Analysing Idiosyncracies

From this brief review it would very much appear that the current method has been “stitched together” using a very traditional mobile phase with a modern stationary phase which should not require any of the now “exotic” mobile phase additives in order to achieve a suitable separation. Without the requisite experience in critical evaluation of chromatography methods, this combination may be baffling and the resulting problems very difficult to interpret or overcome.

However, this is not the end of the story. There are other idiosyncrasies of the method which require some further thought, and which highlight some more general principles in chromatography.

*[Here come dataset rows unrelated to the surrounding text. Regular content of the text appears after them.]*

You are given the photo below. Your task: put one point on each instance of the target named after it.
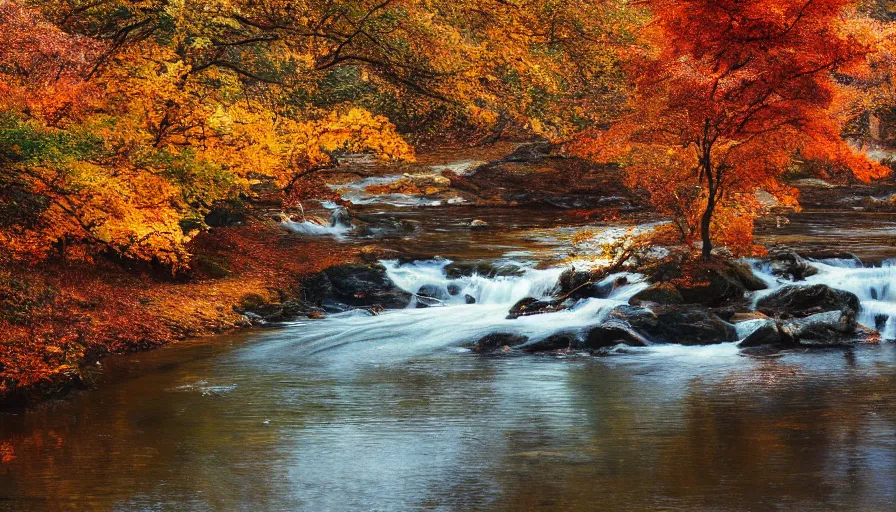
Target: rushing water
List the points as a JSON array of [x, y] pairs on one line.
[[393, 412]]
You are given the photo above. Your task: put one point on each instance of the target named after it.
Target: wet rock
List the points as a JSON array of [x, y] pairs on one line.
[[660, 293], [496, 341], [691, 327], [833, 255], [766, 334], [822, 329], [640, 318], [684, 325], [341, 218], [803, 301], [355, 285], [557, 341], [611, 333], [743, 316], [571, 279], [334, 306], [458, 270], [433, 292], [532, 306], [721, 283], [790, 265]]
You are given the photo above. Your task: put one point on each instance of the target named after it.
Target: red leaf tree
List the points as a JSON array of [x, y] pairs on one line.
[[730, 91]]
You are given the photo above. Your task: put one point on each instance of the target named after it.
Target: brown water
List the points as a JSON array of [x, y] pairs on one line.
[[391, 413]]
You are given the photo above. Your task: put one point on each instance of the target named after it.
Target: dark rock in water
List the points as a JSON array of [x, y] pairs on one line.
[[685, 325], [641, 319], [355, 285], [833, 255], [528, 153], [532, 306], [577, 284], [340, 218], [558, 341], [457, 270], [496, 341], [571, 279], [604, 289], [660, 293], [722, 284], [612, 333], [334, 306], [766, 334], [691, 327], [433, 292], [802, 301], [428, 302], [822, 329], [790, 265]]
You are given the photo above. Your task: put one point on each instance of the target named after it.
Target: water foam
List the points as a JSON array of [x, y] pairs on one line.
[[875, 287]]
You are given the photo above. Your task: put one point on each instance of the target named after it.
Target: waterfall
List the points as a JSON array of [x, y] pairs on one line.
[[875, 286]]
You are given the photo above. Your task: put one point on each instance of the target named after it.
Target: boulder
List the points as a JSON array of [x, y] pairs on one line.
[[532, 306], [433, 292], [340, 218], [495, 341], [821, 329], [660, 293], [557, 341], [803, 301], [458, 270], [334, 306], [684, 325], [766, 334], [640, 318], [790, 265], [355, 285], [611, 333]]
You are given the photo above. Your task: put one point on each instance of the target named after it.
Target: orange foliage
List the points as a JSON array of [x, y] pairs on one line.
[[730, 92]]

On studying the solubility of hydroxychloroquine and impurities B and C, I can see no evidence of limited solubility in aqueous media, although at this point, I should declare that I’ve not undertaken any further study on the solubility of the remaining five impurities. It seems strange that the pH of the sample diluent solution is adjusted to approximately 2.8, presumably to improve the aqueous solubility by protonating the analyte molecules, but then to dissolve in 50:50 aqueous organic seems very strange. Given that the mobile phase starting composition is just 10% organic, the peak shape of the analytes will be poorer than it needs to be as the diluent composition will give a more highly eluting local environment as the sample plug enters the chromatographic bed, typically leading to peak tailing and/or splitting. There may be explainable mitigation in the solubility of the other impurities, however the sample diluent composition does seem rather counter intuitive.

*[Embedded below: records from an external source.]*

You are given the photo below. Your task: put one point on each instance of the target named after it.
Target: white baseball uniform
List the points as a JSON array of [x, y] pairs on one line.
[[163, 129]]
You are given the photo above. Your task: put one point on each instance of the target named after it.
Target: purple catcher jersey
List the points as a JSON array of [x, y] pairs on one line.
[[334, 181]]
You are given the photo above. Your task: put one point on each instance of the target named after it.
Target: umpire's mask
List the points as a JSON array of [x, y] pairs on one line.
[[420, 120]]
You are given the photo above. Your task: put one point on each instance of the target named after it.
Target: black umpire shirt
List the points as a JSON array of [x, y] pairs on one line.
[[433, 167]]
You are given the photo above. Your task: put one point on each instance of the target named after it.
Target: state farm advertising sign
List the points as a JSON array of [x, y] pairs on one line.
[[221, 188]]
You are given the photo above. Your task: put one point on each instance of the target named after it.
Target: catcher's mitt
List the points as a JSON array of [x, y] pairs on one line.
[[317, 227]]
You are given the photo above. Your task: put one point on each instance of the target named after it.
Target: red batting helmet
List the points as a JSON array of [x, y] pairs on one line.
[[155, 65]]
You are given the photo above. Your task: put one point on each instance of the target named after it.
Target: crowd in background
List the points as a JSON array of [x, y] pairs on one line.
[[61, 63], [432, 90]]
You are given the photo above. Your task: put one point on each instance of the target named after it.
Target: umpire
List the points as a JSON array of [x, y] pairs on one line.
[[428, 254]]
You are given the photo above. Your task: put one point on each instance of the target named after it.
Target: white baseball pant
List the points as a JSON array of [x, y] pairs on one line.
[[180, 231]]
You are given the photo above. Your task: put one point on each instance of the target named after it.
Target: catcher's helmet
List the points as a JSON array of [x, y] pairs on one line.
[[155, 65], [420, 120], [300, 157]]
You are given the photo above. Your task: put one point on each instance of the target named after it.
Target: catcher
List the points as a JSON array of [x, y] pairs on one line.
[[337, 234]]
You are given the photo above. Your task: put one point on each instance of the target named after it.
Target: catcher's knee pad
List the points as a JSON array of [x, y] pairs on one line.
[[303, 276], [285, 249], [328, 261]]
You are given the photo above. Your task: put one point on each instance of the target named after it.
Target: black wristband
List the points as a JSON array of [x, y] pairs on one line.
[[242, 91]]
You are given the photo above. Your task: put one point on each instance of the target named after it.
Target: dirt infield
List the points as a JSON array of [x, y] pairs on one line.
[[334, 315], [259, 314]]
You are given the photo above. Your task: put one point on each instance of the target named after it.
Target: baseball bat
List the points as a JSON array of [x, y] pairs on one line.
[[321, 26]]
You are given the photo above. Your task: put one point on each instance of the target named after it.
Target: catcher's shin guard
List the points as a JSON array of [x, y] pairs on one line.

The issues of equilibration have not been highlighted in the method details and, in modern times, this could be a cause of much consternation with practical application of this method. As explained above, the initial equilibration of a new column will be much longer than perhaps is usual, as there are at least two reagents which need to interact with the stationary phase to a steady state. Granted, the internal volume of the column may be relatively low (approximately 120 μL), it may take many tens if not hundreds of column volumes of mobile phase to properly equilibrate this column. The requirement for extended re-equilibration between sample injections may also be extended (see next paragraph). Further, as we are extensively modifying the stationary phase surface with the luent additives, it is good practice to dedicate the column to use only with this specific mobile phase, to avoid the requirement for extended column flushing and re‑equilibration.

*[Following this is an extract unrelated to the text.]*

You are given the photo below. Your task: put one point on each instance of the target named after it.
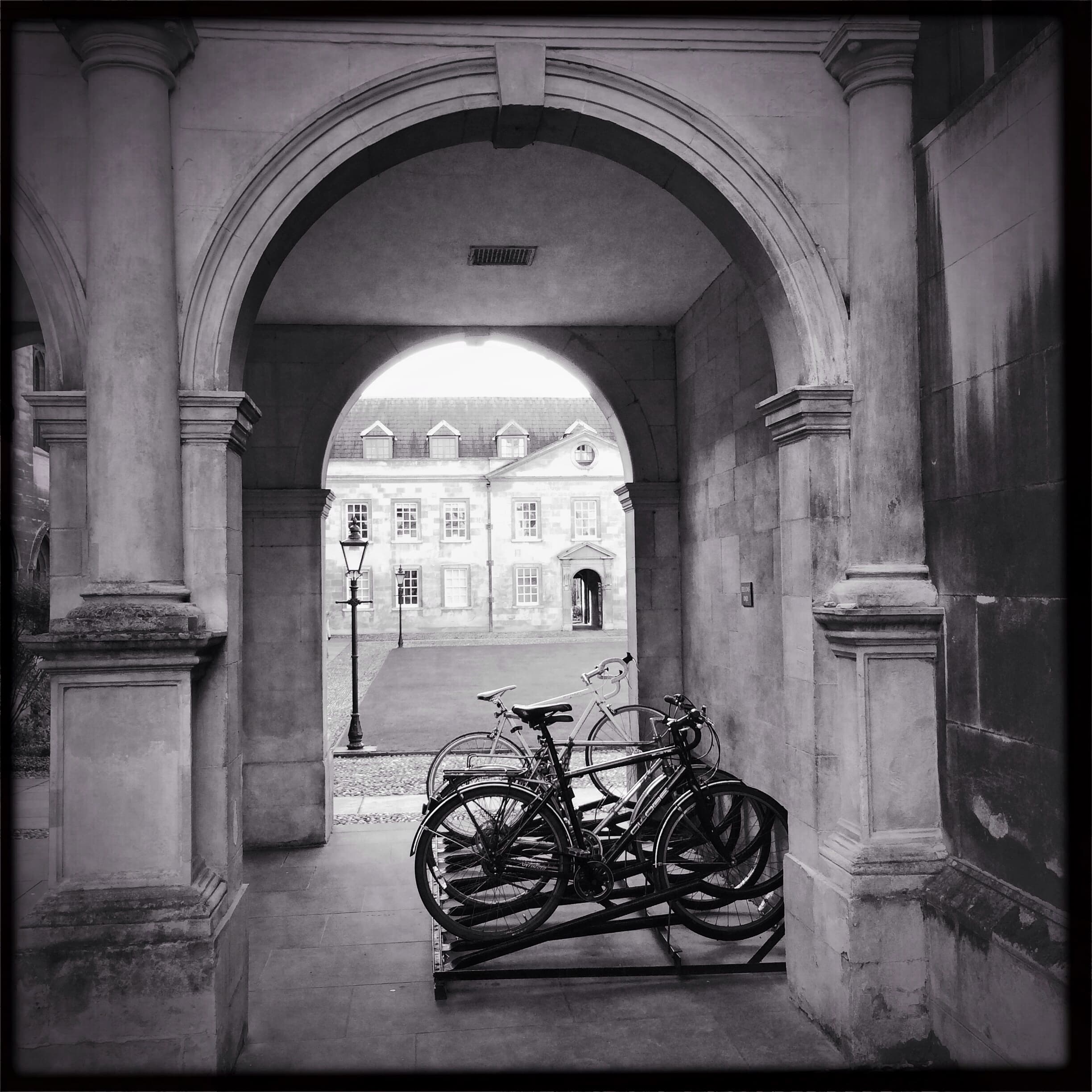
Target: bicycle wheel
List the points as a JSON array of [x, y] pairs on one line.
[[492, 863], [476, 754], [730, 840], [632, 724]]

It should be further noted that the detection is at a fixed wavelength of 2254 nm and this can be problematical when the ionic strength of the mobile phase changes to such a large extent during the analysis, as is the case here, where the aqueous component ranges from 90% to 15% during the course of the analysis. Without the judicious set‑up of the detector, for example by employing a reference wavelength, such changes in ionic strength might well give rise to retention time shifts, peak shape changes and unstable baselines, unless sufficient time is given to allow re-equilibration of the column between sample injections. It may be far more judicious to use a ternary system in which the ionic strength is maintained using a third eluent system which contains the buffer and additives at a higher concentration (that is, all reagents at 10× concentration and added at a constant 10% of mobile phase composition during the analysis).

I haven’t begun to address the carry‑over issues mentioned earlier, as these may well be system- rather than method-related.

In summary, this particular method appears to be sub-optimal and could be very difficult to implement under practical circumstances by less experienced users. I should also say that I’m aware that there is a new hydroxychloroquine related substances method in draft which is due for introduction in June of 2021.